8: Modulation vs. key change.
Question: What's the difference between a modulation and a key change? - S.P.

Answer: Sometimes people use these terms interchangeably, but I think it's better to reserve the term "modulation" for a prepared key change, as opposed to an abrupt switch to a new key. Typically the modulation will involve a pivot chord that is found in both keys. For example, in C major one could write I, IV, V, I, ii, V, then alter the ii to a major triad or a major triad with a seventh. The new II7 chord now sounds like a V7 in the key of G, and the I that preceded it now seems like a IV in the new key - the I/IV is the pivot. Another method of modulation is to change the function of a diminished seventh chord: changing the names (but not the actual pitches) of some notes so that, for example, what was a vii dim 7 in the key of C becomes a vii dim 7 in a different key - the vii dim 7 is very flexible this way.

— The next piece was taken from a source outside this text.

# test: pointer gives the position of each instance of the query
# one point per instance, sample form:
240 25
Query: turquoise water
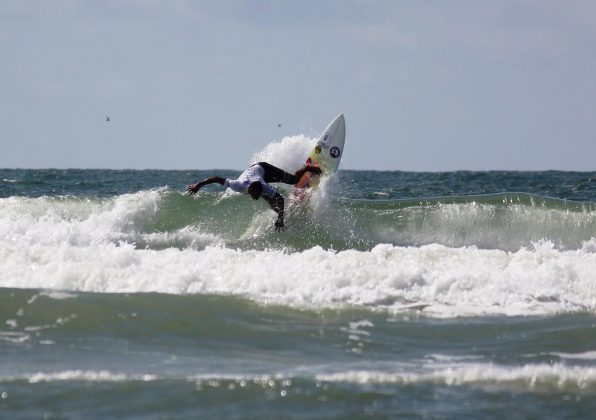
391 294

An abrupt key change is a device sometimes found in popular song, in which a verse might be repeated but with melody and harmony all moved up a step. The key changes, but it's not really a modulation. Think of this as being like rectangles and squares: not all rectangles are squares, but every square is a rectangle. Not all key changes involve modulation, but every modulation is a key change. Finally, not every change of key requires a change of key signature. A key signature is a convenience for reading since it cuts down on the number of accidentals, but many pieces change key without any change of signature.